For my leaving present when I left my job as a teacher, I was given a fantastic Christmas jumper that said 'Sleigh the Patriarchy'. This was an appropriate present for me, as my colleagues were very used to my lectures on the patriarchy and the damage it does to both teachers and students. One of my proudest moments was getting a colleague to change her intimate hair removal regime; a small but meaningful gesture in re-evaluating how we as women relate to our bodies in their natural state.
As an English teacher I was also very vocal in criticising the texts that we taught to our students. When I started out as a teacher we had a lot of freedom over what we taught our younger key stage 3 students, as long as the department had enough budget to buy the books. But in more recent years that has changed, as the preparation for GCSEs is now increasingly starting in Year 7, and 19th and early 20th century texts written by white men have become the standard. Those dead white men just won't go away.

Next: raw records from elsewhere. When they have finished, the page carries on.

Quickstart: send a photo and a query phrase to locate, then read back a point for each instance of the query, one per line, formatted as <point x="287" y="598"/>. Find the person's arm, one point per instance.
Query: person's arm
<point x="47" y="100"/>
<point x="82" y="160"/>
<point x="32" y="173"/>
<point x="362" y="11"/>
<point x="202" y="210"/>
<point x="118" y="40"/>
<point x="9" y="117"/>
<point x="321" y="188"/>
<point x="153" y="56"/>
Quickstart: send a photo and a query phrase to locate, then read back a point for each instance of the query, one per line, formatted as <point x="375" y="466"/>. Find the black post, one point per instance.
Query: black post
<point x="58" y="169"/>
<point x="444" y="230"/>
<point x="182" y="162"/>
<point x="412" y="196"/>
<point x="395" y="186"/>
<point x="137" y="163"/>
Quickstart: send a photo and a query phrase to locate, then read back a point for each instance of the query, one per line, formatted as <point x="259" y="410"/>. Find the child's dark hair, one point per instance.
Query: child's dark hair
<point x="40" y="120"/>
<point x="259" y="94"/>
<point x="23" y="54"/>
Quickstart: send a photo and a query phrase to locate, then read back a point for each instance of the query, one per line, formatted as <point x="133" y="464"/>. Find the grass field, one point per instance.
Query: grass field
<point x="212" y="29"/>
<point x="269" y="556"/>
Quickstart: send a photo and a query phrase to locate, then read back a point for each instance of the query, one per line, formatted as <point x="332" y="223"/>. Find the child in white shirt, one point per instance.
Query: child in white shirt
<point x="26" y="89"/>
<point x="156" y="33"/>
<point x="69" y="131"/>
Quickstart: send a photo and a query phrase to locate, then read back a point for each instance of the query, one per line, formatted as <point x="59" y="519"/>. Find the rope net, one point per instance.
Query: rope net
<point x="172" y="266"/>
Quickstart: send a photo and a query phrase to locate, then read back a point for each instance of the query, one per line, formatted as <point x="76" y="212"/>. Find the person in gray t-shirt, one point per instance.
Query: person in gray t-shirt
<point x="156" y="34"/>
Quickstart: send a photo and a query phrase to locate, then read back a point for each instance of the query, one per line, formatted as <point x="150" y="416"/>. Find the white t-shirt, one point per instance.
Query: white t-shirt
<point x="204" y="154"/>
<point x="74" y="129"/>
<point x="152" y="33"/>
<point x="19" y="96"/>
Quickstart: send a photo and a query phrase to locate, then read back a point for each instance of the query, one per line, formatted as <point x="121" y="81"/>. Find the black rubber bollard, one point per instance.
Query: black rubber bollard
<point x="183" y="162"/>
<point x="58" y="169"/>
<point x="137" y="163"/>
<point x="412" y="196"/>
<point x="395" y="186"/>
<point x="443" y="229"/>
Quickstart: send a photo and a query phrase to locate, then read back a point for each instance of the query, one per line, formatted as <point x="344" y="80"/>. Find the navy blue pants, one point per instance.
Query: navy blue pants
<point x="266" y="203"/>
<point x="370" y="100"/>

I also had a stint teaching History, and was pretty appalled to discover that even now the curriculum is still heavily focused on kings, queens and wars rather than a more inclusive social history, looking at how people in the past lived day to day. I tried to teach my class about the lives of medieval women, but this had to be squeezed in between the required lessons on various battles and reigns of kings. Where were the women? I wanted to educate our young people in our shared common humanity by looking at ordinary people of the past, including women; but the system wanted me to educate them in the age old story of men fighting other men, with the unspoken assumptions that war is what brings progress, and that winning a war is an enviable achievement. Surely we are all questioning these assumptions right now as Russia has brought war to Ukraine, yet this is what we are teaching to the next generation.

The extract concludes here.